Raconte-nous comme tu as commencé à t’intéresser à la police française ?
Ce n’est pas parce que j’ai subi la rafle mais ça a laissé des traces. Et puis il y a eu octobre 1961. On habitait à Vincennes avec Marie-Jeanne à l’époque et on a retrouvé des cadavres d’Algériens dans le bois de Vincennes et puis j’étais à Charonne. Je me suis retrouvé à 300 mètres. Quand ils ont jeté des centaines d’Algériens à la Seine le 17 octobre 1961, c’était parfois les mêmes qui avaient procédé aux rafles de 1941-1942 à 1944. Des centaines de policiers ont participé aux mêmes opérations avec vingt ans d’écart, sans aucun problème.
Pour la police française, la guerre d’Algérie n’est pas terminée dans les banlieues et ils continuent à pourchasser des jeunes en fonction de leur profil. Cela fait partie des ressentiments policiers. On oublie trop souvent que parmi les trois millions de jeunes qui sont partis en Algérie pendant la guerre, une partie d’entre eux s’est engagée dans la police en revenant avec cette espèce de comportement de faire subir aux Français le traitement qu’ils ont fait subir aux Algériens, avec en priorité ceux qui étaient d’origine algérienne. A l’époque, c’était la première grande génération de travailleurs algériens. (...)

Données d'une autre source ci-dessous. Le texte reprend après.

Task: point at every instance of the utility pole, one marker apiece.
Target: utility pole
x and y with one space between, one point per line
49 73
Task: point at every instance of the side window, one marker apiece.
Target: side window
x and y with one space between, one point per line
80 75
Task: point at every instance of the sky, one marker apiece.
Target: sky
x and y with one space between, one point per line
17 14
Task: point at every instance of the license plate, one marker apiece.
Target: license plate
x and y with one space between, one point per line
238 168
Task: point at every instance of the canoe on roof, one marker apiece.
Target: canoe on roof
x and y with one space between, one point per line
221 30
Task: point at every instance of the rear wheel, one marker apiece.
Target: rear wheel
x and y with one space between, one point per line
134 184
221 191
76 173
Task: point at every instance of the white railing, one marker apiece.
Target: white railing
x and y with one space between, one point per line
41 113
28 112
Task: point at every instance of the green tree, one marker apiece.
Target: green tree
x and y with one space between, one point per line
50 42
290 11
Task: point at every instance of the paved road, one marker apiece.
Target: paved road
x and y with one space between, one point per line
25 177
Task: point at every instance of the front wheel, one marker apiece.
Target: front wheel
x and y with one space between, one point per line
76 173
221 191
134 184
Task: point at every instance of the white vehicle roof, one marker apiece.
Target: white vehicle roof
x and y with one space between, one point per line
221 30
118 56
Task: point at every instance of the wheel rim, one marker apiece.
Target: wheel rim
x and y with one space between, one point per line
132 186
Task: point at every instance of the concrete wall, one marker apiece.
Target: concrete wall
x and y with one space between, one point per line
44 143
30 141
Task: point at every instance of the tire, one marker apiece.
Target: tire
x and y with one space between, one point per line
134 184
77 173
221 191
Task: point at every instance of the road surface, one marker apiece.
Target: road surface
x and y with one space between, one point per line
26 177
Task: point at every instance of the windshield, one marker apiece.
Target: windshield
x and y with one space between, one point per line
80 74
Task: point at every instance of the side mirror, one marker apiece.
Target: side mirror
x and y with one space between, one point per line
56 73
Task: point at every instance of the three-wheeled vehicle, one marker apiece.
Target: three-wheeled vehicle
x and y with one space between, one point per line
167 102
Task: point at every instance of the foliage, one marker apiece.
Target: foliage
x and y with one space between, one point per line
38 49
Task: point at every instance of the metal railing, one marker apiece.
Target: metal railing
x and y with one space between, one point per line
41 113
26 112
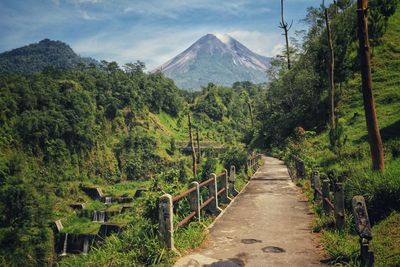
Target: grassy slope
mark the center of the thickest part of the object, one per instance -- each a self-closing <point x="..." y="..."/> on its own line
<point x="353" y="159"/>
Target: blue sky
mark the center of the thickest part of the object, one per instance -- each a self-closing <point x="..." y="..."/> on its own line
<point x="152" y="31"/>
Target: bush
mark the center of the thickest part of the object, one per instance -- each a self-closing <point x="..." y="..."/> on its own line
<point x="381" y="192"/>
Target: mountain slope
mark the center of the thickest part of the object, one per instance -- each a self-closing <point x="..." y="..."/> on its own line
<point x="35" y="57"/>
<point x="218" y="59"/>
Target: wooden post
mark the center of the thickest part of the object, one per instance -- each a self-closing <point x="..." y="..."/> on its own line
<point x="317" y="186"/>
<point x="194" y="199"/>
<point x="192" y="147"/>
<point x="232" y="174"/>
<point x="198" y="146"/>
<point x="325" y="195"/>
<point x="375" y="141"/>
<point x="339" y="206"/>
<point x="331" y="72"/>
<point x="363" y="228"/>
<point x="225" y="184"/>
<point x="212" y="191"/>
<point x="165" y="216"/>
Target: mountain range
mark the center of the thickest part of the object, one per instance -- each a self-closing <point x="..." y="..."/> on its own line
<point x="36" y="57"/>
<point x="216" y="58"/>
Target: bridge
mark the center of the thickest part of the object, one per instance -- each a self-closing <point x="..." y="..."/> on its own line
<point x="267" y="224"/>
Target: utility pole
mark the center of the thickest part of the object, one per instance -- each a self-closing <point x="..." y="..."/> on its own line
<point x="331" y="72"/>
<point x="285" y="26"/>
<point x="374" y="135"/>
<point x="192" y="146"/>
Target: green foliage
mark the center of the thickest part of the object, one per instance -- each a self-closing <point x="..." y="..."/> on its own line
<point x="209" y="166"/>
<point x="341" y="247"/>
<point x="46" y="55"/>
<point x="386" y="241"/>
<point x="380" y="191"/>
<point x="236" y="156"/>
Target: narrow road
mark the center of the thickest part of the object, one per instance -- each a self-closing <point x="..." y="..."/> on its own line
<point x="268" y="224"/>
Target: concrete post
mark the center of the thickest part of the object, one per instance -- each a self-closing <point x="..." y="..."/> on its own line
<point x="339" y="206"/>
<point x="232" y="174"/>
<point x="165" y="217"/>
<point x="194" y="199"/>
<point x="213" y="190"/>
<point x="225" y="184"/>
<point x="325" y="194"/>
<point x="317" y="186"/>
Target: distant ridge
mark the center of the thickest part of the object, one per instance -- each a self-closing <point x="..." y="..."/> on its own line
<point x="216" y="58"/>
<point x="35" y="57"/>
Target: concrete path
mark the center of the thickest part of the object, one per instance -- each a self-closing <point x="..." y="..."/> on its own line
<point x="268" y="224"/>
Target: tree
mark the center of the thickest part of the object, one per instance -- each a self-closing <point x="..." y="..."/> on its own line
<point x="286" y="27"/>
<point x="331" y="72"/>
<point x="192" y="146"/>
<point x="375" y="140"/>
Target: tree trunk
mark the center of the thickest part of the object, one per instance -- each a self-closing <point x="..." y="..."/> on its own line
<point x="375" y="140"/>
<point x="285" y="28"/>
<point x="331" y="73"/>
<point x="198" y="146"/>
<point x="192" y="146"/>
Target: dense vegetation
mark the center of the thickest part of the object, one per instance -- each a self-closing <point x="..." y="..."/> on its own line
<point x="105" y="126"/>
<point x="35" y="58"/>
<point x="294" y="121"/>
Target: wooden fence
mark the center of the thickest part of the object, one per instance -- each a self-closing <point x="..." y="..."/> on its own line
<point x="332" y="198"/>
<point x="217" y="187"/>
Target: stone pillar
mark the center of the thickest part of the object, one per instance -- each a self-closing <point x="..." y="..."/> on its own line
<point x="363" y="228"/>
<point x="232" y="174"/>
<point x="325" y="195"/>
<point x="194" y="199"/>
<point x="339" y="206"/>
<point x="213" y="190"/>
<point x="165" y="215"/>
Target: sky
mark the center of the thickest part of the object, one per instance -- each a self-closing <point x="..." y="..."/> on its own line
<point x="152" y="31"/>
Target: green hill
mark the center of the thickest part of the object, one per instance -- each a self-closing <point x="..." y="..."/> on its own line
<point x="294" y="122"/>
<point x="36" y="57"/>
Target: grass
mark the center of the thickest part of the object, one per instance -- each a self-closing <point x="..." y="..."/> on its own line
<point x="80" y="225"/>
<point x="352" y="163"/>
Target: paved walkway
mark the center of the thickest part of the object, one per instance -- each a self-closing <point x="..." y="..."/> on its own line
<point x="268" y="224"/>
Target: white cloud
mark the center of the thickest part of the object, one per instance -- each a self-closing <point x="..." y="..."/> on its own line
<point x="85" y="15"/>
<point x="262" y="43"/>
<point x="153" y="49"/>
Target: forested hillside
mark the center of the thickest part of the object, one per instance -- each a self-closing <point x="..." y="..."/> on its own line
<point x="294" y="121"/>
<point x="36" y="57"/>
<point x="64" y="130"/>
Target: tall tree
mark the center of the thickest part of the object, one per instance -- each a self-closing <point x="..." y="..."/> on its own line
<point x="198" y="146"/>
<point x="375" y="140"/>
<point x="331" y="72"/>
<point x="192" y="145"/>
<point x="286" y="27"/>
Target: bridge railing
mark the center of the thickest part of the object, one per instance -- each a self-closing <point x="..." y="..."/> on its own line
<point x="332" y="198"/>
<point x="217" y="189"/>
<point x="253" y="163"/>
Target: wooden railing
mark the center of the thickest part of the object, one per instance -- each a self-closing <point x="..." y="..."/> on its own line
<point x="218" y="188"/>
<point x="323" y="195"/>
<point x="253" y="163"/>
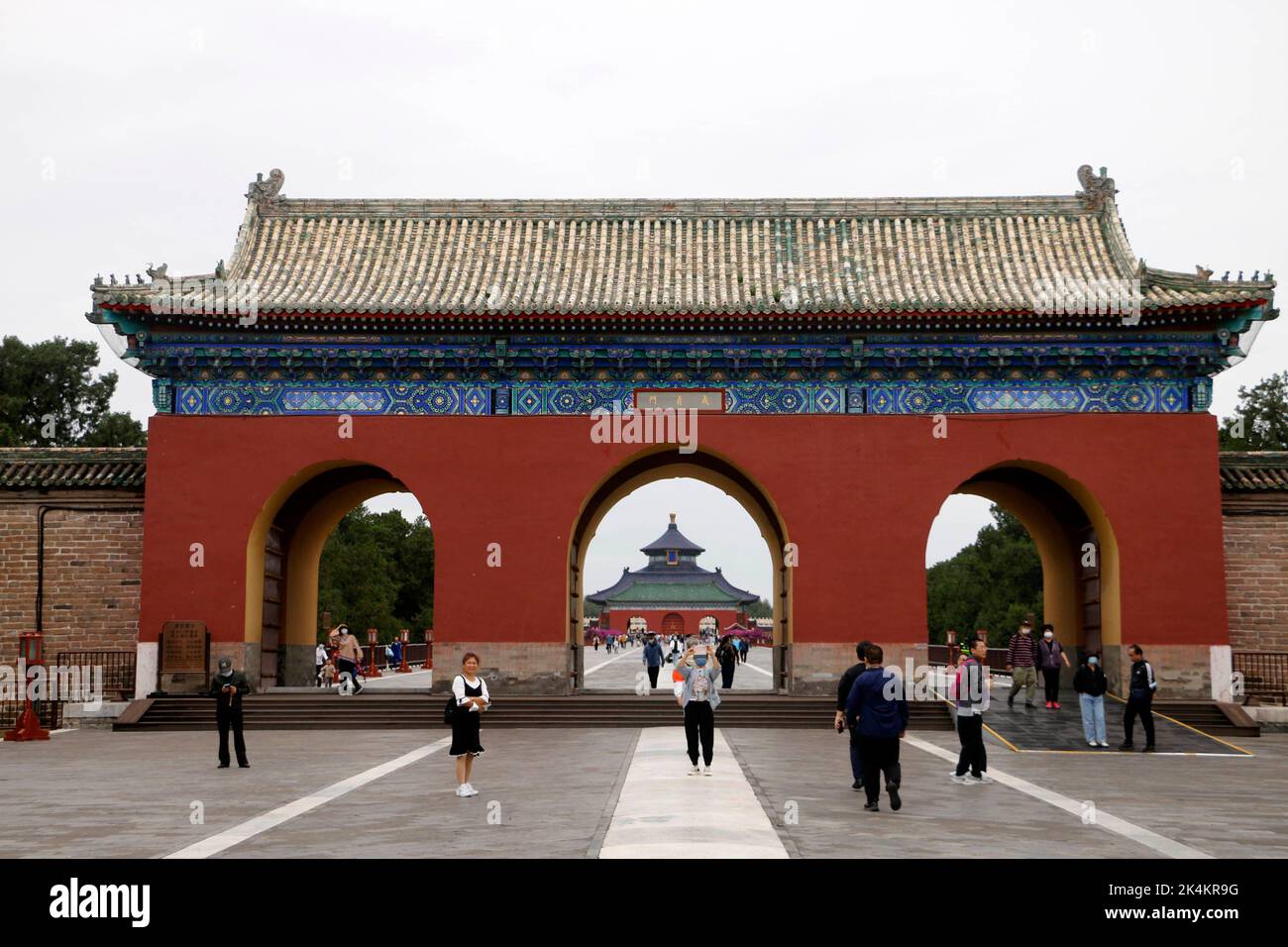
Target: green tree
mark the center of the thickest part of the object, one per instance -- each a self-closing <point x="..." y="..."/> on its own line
<point x="377" y="571"/>
<point x="1261" y="420"/>
<point x="991" y="583"/>
<point x="51" y="398"/>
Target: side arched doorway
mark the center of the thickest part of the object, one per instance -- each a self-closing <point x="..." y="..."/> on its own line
<point x="666" y="463"/>
<point x="283" y="552"/>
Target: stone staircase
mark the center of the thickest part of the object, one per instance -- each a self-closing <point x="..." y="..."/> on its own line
<point x="372" y="710"/>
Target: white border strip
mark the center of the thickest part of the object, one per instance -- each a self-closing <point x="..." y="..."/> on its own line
<point x="1128" y="830"/>
<point x="249" y="828"/>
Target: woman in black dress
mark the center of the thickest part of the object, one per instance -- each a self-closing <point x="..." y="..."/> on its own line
<point x="472" y="699"/>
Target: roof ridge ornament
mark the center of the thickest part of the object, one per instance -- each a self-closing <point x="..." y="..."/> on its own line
<point x="1095" y="189"/>
<point x="267" y="192"/>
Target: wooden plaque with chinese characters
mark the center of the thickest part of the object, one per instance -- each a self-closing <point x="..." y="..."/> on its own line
<point x="183" y="647"/>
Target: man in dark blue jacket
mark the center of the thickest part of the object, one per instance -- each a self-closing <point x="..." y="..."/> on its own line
<point x="842" y="694"/>
<point x="877" y="709"/>
<point x="652" y="659"/>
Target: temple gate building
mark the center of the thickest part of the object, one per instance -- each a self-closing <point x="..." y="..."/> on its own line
<point x="673" y="594"/>
<point x="853" y="363"/>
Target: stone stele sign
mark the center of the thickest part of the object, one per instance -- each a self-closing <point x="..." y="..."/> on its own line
<point x="184" y="655"/>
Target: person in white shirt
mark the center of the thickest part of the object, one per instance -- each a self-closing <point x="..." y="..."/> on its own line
<point x="472" y="699"/>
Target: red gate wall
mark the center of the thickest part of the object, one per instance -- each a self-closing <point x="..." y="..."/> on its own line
<point x="857" y="493"/>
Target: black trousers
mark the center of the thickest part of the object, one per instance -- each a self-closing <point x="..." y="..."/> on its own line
<point x="880" y="757"/>
<point x="1051" y="677"/>
<point x="231" y="719"/>
<point x="970" y="732"/>
<point x="699" y="722"/>
<point x="1141" y="706"/>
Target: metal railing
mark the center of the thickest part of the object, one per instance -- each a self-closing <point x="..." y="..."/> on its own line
<point x="1265" y="674"/>
<point x="119" y="668"/>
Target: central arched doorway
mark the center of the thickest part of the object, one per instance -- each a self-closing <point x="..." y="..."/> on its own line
<point x="666" y="463"/>
<point x="1078" y="554"/>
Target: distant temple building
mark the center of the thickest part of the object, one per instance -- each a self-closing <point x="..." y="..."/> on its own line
<point x="673" y="594"/>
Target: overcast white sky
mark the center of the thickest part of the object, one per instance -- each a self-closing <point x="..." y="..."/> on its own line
<point x="130" y="132"/>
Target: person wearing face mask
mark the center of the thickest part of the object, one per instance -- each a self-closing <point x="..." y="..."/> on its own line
<point x="1021" y="661"/>
<point x="1091" y="684"/>
<point x="1050" y="655"/>
<point x="699" y="698"/>
<point x="227" y="686"/>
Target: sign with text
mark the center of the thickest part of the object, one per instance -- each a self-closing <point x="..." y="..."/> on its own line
<point x="183" y="647"/>
<point x="679" y="398"/>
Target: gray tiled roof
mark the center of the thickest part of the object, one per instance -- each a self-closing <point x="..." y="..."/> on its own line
<point x="1254" y="471"/>
<point x="604" y="258"/>
<point x="72" y="468"/>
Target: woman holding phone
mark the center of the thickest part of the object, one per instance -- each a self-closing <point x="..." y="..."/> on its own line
<point x="699" y="698"/>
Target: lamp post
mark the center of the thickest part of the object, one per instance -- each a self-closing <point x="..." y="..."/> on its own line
<point x="27" y="725"/>
<point x="373" y="642"/>
<point x="404" y="637"/>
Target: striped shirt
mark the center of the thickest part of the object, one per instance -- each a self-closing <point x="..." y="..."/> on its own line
<point x="1022" y="651"/>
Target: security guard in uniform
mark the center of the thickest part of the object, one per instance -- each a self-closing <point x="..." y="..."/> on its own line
<point x="227" y="686"/>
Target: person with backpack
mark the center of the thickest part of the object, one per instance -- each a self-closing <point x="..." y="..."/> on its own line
<point x="1090" y="684"/>
<point x="1021" y="661"/>
<point x="879" y="710"/>
<point x="469" y="699"/>
<point x="1140" y="698"/>
<point x="1050" y="655"/>
<point x="699" y="698"/>
<point x="971" y="697"/>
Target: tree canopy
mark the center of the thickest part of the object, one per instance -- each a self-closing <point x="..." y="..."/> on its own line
<point x="51" y="398"/>
<point x="1261" y="420"/>
<point x="377" y="571"/>
<point x="991" y="583"/>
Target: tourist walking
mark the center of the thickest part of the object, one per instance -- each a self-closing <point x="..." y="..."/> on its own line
<point x="472" y="699"/>
<point x="971" y="692"/>
<point x="1021" y="661"/>
<point x="728" y="659"/>
<point x="699" y="699"/>
<point x="1050" y="655"/>
<point x="348" y="655"/>
<point x="652" y="660"/>
<point x="1140" y="698"/>
<point x="879" y="710"/>
<point x="842" y="696"/>
<point x="1090" y="684"/>
<point x="228" y="686"/>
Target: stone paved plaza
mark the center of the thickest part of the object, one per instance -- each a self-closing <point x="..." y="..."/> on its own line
<point x="619" y="792"/>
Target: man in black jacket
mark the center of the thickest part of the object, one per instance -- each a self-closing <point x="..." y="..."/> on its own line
<point x="227" y="686"/>
<point x="1140" y="698"/>
<point x="842" y="693"/>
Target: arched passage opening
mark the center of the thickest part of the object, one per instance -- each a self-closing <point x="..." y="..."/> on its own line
<point x="1077" y="551"/>
<point x="283" y="554"/>
<point x="711" y="470"/>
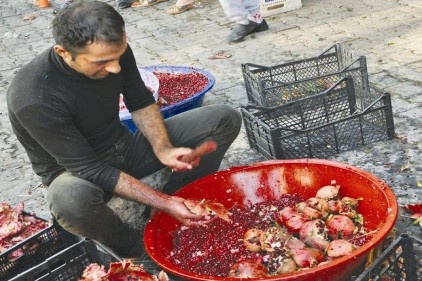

La police est militarisée et c’est supporté par une grande partie de la population. Ce qui est paradoxal c’est qu’il y a une sympathie pour les gilets jaunes qui ne conduit pas à une antipathie pour la police. On a vu l’autre jour encore des policiers avec leur flash-ball qui tirent à tirs tendus à hauteur d’yeux. Ils n’ont pas le droit de faire ça ! C’est de l’assassinat par destination. La période Macron est extrêmement dangereuse et nous ramène à l’extrême-droite à toute allure.
Comment s’est lancé le bulletin Que fait la police ?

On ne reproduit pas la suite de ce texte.